Portugal está de coração nas mãos por António Guterres. A candidatura a secretário-geral da ONU do ex-primeiro-ministro reuniu consenso partidário numa Assembleia dividida e deixou os portugueses orgulhosos das vitórias consecutivas e nas votações amigáveis. O socialista venceu todas e também parecia reunir consenso na Assembleia-Geral das Nações Unidas. No entanto, como o próprio apregoava, não há coração sem razão, e uma candidatura de última hora fez o país descer à terra. Kristalina Georgieva, favorita da direita de Bruxelas e da Comissão Europeia, pediu uma licença sem vencimento, deixando de ser vice-presidente de Jean-Claude Juncker para entrar na corrida à ONU.
A búlgara reúne o apoio de Angela Merkel e e sua candidatura está a ser preparada há bastante tempo pelo dirigente da Internacional Centrista Mário David, um português com forte influência no Partido Popular Europeu.
Desde o início do processo que os analistas apontavam os critérios regionais e de género como maior entrave ao sucesso de Guterres. Haveria um ponto tácito para a sucessão de Ban Ki-moon: seria uma mulher e de Leste. Características que nenhum dos candidatos com destaque nas votações amigáveis reunia. As pressões para Georgieva avançar emanam daí e o SOL sabe que a búlgara já ambicionava concorrer há mais de um ano.
Lívia Franco, professora universitária no Instituto de Estudos Políticos da Universidade Católica, afirma ao SOL: «É uma honra e traria muita visibilidade a Portugal ter um secretário-geral de origem portuguesa. O engenheiro Guterres tem o currículo e o perfil pessoal necessário. É, de facto, uma muito boa candidatura e estamos bem posicionados». No entanto, a especialista em relações internacionais lembra que «este é um processo de seleção com várias fases que decorre em contexto de Conselho de Segurança, logo é feito apenas por alguns». Apenas quinze dos 143 que compõem a Assembleia-Geral das Nações Unidas votarão.

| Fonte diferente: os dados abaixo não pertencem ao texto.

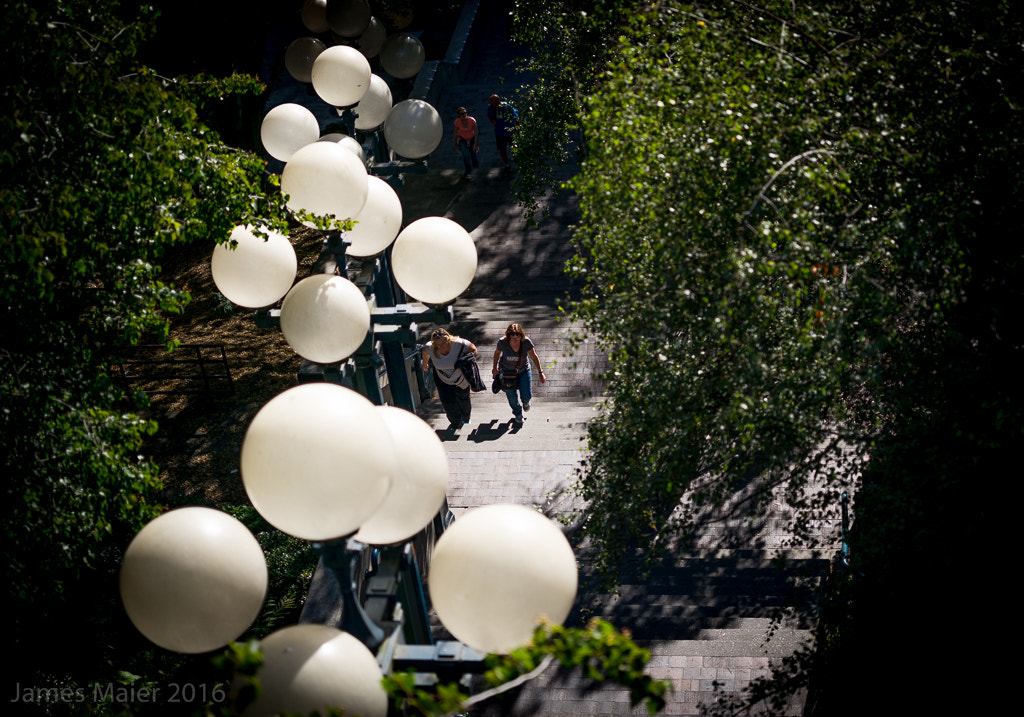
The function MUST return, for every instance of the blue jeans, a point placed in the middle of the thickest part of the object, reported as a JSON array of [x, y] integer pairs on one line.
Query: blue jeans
[[468, 156], [525, 389]]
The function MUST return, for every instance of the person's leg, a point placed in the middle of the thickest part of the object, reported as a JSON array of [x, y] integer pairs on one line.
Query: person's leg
[[513, 395], [464, 403], [465, 154], [525, 388], [446, 395]]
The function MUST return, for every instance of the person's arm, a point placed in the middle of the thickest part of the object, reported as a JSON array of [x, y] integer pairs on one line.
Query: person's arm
[[537, 362]]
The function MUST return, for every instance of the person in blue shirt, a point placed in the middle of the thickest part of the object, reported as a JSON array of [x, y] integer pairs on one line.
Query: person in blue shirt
[[504, 117]]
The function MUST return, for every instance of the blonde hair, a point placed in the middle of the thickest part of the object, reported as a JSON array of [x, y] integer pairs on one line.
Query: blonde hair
[[514, 330], [437, 335]]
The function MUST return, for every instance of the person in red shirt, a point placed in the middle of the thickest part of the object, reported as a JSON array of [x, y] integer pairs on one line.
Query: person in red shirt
[[467, 141]]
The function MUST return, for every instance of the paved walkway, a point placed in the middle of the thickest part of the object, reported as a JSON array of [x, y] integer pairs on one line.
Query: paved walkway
[[704, 615]]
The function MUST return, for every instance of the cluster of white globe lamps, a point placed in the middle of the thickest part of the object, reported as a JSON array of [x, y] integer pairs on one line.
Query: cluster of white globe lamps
[[322, 462]]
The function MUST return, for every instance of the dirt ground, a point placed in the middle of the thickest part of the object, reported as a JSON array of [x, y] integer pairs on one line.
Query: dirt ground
[[200, 434]]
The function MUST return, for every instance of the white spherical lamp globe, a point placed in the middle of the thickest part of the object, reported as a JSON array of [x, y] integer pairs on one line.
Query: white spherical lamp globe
[[375, 106], [402, 55], [325, 319], [346, 142], [497, 572], [193, 580], [324, 178], [413, 128], [434, 260], [287, 128], [314, 15], [341, 76], [420, 483], [313, 668], [378, 223], [258, 271], [372, 39], [300, 55], [317, 461]]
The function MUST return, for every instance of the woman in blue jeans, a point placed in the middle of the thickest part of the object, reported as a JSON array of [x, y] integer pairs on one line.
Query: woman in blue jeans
[[512, 359]]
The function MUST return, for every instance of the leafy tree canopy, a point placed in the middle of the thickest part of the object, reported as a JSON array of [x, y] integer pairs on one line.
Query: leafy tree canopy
[[801, 245], [788, 238], [103, 168]]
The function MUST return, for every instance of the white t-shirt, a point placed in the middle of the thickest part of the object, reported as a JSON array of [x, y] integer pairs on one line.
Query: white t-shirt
[[444, 364]]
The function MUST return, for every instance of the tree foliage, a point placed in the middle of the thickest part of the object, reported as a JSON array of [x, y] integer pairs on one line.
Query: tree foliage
[[787, 212], [800, 244], [103, 168]]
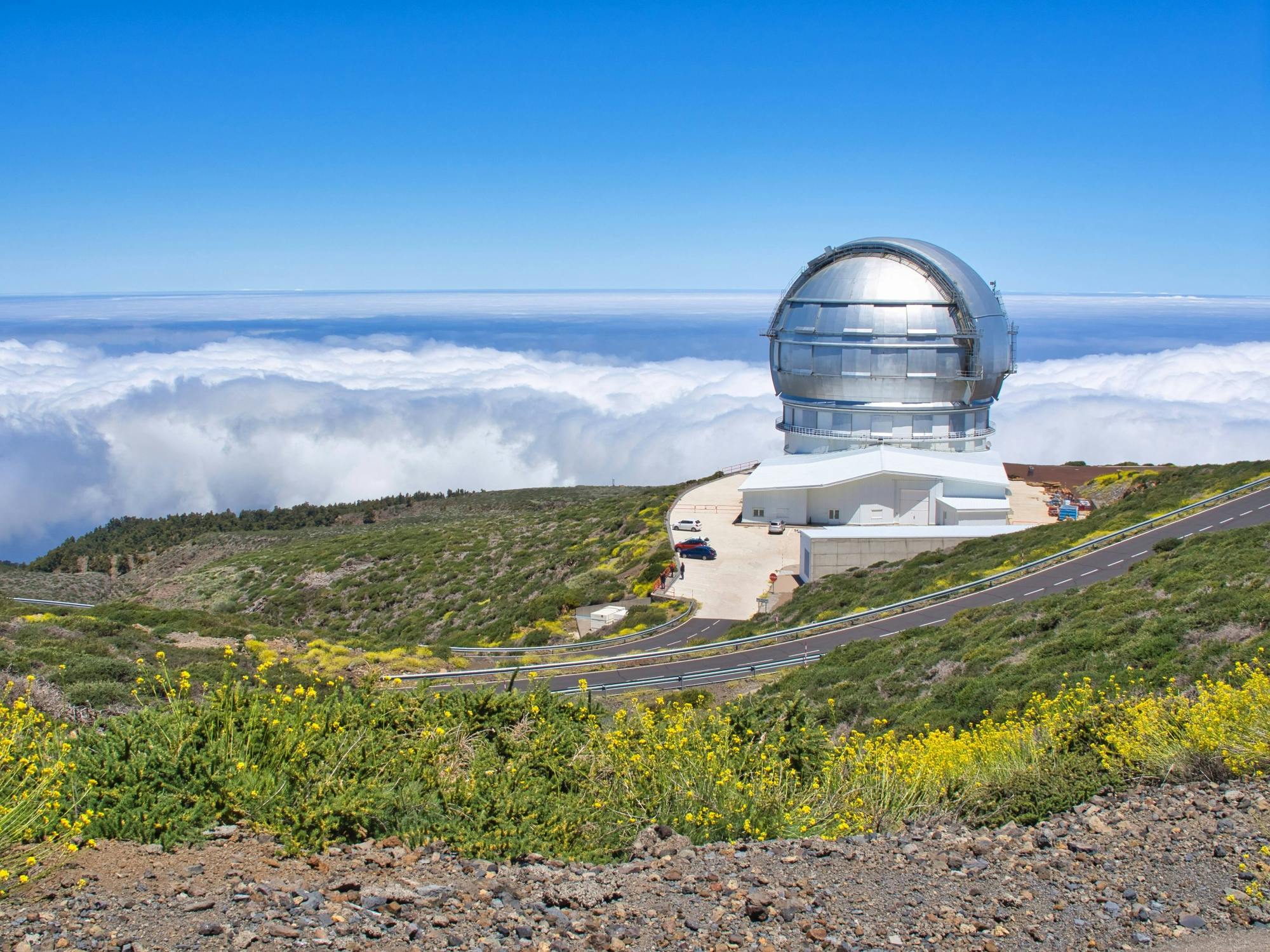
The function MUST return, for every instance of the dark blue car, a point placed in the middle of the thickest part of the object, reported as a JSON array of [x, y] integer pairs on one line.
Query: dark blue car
[[699, 553]]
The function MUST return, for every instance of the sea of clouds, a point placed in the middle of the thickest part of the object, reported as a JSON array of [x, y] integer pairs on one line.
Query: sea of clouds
[[93, 428]]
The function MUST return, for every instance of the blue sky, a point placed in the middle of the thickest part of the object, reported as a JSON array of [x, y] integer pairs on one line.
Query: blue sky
[[1056, 148]]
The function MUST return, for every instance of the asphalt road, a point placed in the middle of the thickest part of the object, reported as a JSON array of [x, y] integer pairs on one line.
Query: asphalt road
[[1084, 571]]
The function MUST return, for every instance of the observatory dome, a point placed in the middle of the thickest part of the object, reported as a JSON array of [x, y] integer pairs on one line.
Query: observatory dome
[[888, 342]]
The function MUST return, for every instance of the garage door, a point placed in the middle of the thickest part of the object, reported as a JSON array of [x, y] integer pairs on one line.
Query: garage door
[[915, 507]]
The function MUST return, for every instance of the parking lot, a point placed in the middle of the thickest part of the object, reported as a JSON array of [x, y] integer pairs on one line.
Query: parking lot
[[730, 586]]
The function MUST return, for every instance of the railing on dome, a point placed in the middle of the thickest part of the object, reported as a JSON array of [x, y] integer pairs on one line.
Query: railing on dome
[[959, 437]]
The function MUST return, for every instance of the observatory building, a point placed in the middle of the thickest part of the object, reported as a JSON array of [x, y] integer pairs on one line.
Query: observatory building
[[887, 356]]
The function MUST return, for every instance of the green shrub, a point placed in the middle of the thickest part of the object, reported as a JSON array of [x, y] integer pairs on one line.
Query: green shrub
[[98, 695], [1032, 795]]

«Nós sabemos que, desses quinze, cinco é que vão decidir mesmo», afirma a académica, referindo-se aos s membros permanentes, que têm poder de veto: França, Reino Unidos, Estados Unidos da América, China e Rússia. «Há razões para ter otimismo, mas deve ser moderado porque, em última análise, isto trata-se de uma negociação entre poderes e que vive do equilíbrio desses poderes e de um jogo de influências. É importante ter noção que não se trata de uma eleição nem um processo eleitoral democrático».

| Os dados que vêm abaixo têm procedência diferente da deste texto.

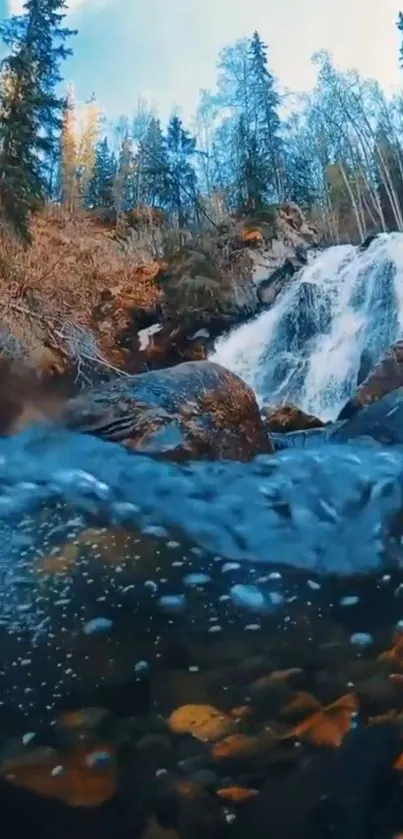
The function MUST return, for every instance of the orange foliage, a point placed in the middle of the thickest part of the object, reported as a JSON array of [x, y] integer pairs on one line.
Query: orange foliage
[[203, 721], [74, 778], [328, 726], [251, 237], [236, 795], [235, 745], [62, 279]]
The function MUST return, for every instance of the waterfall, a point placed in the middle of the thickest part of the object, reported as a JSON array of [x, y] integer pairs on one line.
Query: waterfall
[[306, 348]]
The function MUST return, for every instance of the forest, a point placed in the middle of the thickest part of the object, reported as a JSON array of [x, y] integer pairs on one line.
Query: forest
[[337, 151]]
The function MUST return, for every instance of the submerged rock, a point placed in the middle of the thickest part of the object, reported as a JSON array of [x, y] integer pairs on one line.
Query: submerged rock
[[197, 409], [383, 378], [288, 418], [382, 421]]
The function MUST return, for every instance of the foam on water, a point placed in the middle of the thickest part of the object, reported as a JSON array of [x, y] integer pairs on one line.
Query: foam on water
[[306, 349]]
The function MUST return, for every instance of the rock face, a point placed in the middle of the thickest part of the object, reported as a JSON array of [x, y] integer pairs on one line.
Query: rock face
[[382, 421], [196, 409], [288, 418], [385, 377]]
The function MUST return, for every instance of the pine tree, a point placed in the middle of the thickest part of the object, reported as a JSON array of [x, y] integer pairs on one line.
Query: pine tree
[[152, 167], [31, 111], [400, 28], [264, 103], [100, 189], [182, 176], [252, 184], [68, 175]]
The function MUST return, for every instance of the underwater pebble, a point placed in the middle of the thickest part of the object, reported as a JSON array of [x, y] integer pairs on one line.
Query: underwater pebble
[[196, 579], [361, 639], [172, 602], [349, 601], [249, 597], [141, 667], [97, 625], [155, 530], [276, 599], [98, 759]]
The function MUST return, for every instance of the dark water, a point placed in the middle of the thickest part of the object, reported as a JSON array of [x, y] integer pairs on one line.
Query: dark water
[[201, 547]]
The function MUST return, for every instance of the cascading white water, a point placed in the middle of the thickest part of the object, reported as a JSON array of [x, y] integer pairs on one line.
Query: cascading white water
[[306, 349]]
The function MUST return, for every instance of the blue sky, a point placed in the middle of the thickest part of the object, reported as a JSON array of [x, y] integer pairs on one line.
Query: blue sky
[[166, 50]]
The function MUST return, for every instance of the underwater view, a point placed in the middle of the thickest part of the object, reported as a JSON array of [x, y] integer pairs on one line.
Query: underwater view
[[201, 421]]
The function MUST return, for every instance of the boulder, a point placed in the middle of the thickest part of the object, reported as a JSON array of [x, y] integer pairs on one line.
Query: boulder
[[385, 377], [288, 418], [196, 409], [382, 421]]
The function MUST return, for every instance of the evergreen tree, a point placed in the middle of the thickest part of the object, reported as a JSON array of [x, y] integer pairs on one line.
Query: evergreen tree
[[31, 112], [264, 103], [68, 173], [153, 167], [400, 27], [100, 190], [252, 183], [182, 176]]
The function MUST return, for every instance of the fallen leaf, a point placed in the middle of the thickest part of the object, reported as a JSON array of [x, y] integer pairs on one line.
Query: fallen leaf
[[203, 721], [241, 712], [78, 778], [236, 795], [329, 726], [303, 703]]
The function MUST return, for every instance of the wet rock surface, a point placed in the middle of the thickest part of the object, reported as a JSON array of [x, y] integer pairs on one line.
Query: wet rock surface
[[288, 418], [381, 421], [385, 377], [196, 409]]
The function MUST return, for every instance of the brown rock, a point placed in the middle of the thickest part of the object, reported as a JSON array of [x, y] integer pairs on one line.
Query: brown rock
[[197, 409], [385, 377], [289, 418]]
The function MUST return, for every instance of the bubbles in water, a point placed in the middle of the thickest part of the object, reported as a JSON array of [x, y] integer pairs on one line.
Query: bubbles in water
[[306, 349]]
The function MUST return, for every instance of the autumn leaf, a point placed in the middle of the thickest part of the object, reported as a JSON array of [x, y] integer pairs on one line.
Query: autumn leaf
[[328, 726], [236, 795]]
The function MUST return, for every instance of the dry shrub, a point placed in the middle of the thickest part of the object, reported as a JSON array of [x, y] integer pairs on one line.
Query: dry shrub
[[50, 291]]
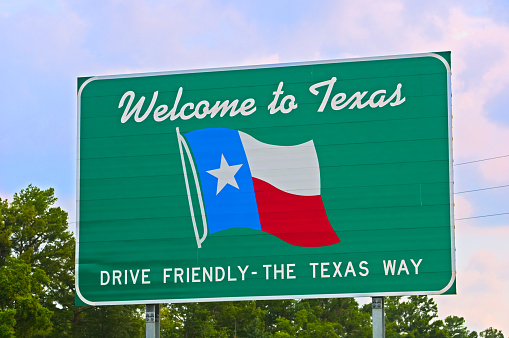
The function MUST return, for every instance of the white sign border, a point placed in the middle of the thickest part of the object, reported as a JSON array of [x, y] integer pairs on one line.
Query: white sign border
[[339, 295]]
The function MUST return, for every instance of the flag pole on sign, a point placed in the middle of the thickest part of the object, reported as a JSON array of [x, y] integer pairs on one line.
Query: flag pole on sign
[[183, 144]]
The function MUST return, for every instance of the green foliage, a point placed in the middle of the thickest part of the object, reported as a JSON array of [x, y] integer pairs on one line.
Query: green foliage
[[21, 311], [491, 333], [37, 276]]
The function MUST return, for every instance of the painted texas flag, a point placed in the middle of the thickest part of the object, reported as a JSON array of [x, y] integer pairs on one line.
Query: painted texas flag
[[250, 184]]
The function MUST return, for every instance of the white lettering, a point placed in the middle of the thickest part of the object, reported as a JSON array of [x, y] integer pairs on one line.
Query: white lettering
[[349, 268], [289, 271], [207, 274], [243, 271], [218, 268], [178, 274], [314, 268], [165, 274], [324, 269], [389, 266], [336, 267], [416, 265], [267, 267], [116, 276], [195, 275], [107, 274], [402, 266], [361, 265], [230, 279], [144, 276], [330, 84]]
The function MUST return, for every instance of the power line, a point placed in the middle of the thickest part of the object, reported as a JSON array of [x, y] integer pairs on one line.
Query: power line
[[503, 213], [500, 186], [486, 159]]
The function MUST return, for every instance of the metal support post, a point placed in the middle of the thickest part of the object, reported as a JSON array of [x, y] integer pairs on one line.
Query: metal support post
[[378, 317], [153, 327]]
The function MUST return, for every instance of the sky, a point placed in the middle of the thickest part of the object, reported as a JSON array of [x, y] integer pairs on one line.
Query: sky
[[46, 45]]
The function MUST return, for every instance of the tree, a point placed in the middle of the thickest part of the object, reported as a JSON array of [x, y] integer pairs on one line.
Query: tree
[[491, 333], [455, 327], [416, 317], [21, 313], [39, 250]]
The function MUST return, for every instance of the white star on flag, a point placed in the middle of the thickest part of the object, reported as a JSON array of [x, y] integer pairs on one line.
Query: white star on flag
[[225, 174]]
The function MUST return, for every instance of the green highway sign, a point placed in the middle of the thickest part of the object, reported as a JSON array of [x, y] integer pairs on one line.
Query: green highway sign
[[304, 180]]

Georgieva, «sendo mulher, de leste, com o apoio de potências como a Alemanha e vindo da mesma área político-civilizacional que o centro-direita moderado, como os Estados Unidos e o Reino Unido, pode conseguir os mesmos apoios que a candidatura do eng. Guterres podia ter», exemplifica Lívia Franco. «À medida que o processo vai avançando passa a funcionar cada vez por exclusão de partes e aí faria sentido a Rússia preferir uma candidata búlgara a um candidato português», adverte também.

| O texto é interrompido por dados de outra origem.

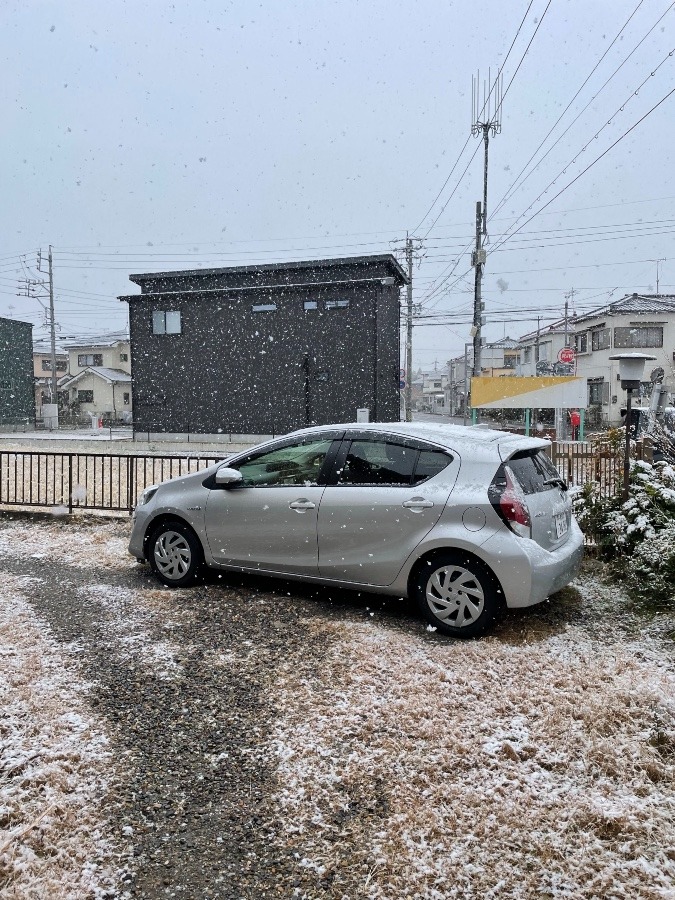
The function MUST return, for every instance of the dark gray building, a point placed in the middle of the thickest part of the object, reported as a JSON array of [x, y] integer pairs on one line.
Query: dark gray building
[[266, 349], [17, 391]]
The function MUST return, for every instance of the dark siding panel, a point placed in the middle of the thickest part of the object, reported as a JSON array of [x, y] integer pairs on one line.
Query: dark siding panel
[[17, 393], [233, 370]]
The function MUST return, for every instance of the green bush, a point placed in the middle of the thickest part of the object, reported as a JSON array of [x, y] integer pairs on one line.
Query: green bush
[[638, 535]]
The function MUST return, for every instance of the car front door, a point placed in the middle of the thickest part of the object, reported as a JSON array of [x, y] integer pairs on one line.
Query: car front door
[[384, 496], [268, 521]]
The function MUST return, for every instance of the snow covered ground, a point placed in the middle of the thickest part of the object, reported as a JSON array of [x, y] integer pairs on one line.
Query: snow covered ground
[[537, 762], [55, 764]]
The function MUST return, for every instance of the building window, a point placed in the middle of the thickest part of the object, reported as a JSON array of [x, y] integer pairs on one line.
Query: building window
[[166, 322], [600, 340], [638, 336], [337, 304], [89, 359], [598, 392]]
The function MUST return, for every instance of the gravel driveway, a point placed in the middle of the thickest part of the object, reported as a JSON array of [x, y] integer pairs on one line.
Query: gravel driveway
[[271, 740]]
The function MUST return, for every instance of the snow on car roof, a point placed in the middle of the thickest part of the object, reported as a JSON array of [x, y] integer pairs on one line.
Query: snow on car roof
[[455, 437]]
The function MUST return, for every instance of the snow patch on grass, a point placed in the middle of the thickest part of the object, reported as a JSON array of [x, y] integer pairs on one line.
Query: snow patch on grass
[[55, 766], [441, 769], [104, 545], [132, 625]]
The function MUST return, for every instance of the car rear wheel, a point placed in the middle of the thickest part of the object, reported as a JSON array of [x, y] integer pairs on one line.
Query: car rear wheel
[[175, 554], [456, 594]]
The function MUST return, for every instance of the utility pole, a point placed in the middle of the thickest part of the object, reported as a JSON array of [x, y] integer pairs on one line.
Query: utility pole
[[411, 245], [486, 120], [52, 325], [568, 296], [408, 333], [478, 257], [657, 261], [31, 288]]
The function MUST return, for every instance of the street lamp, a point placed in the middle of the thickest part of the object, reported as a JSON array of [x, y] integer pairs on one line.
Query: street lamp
[[631, 368]]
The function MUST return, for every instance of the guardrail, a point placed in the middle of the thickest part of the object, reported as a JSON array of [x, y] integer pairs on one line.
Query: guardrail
[[107, 482]]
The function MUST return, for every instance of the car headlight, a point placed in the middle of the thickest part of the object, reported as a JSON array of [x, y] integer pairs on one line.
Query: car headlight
[[147, 494]]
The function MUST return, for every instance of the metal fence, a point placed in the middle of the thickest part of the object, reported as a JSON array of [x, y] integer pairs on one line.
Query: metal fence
[[107, 482], [579, 464], [112, 482]]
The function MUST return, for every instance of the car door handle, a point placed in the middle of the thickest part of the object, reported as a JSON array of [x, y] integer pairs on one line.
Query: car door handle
[[418, 503], [302, 504]]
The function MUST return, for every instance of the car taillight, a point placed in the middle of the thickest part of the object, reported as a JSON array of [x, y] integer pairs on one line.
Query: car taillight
[[514, 509]]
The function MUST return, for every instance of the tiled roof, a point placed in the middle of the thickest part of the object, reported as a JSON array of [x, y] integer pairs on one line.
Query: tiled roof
[[110, 375], [637, 304]]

O facto de a candidata búlgara inicial, Irina Bokova, não se retirar da corrida pode não afetar a entrada de Georgieva, porque as candidaturas têm apoios nacionais mas não estatuto de representação nacional. A 5 de Outubro, as votações deixam de ser amigáveis, passando os votos a revelar os desencorajamentos dos membros permanentes. A ameaça de um veto paira sobre qualquer um. Incluindo António Guterres.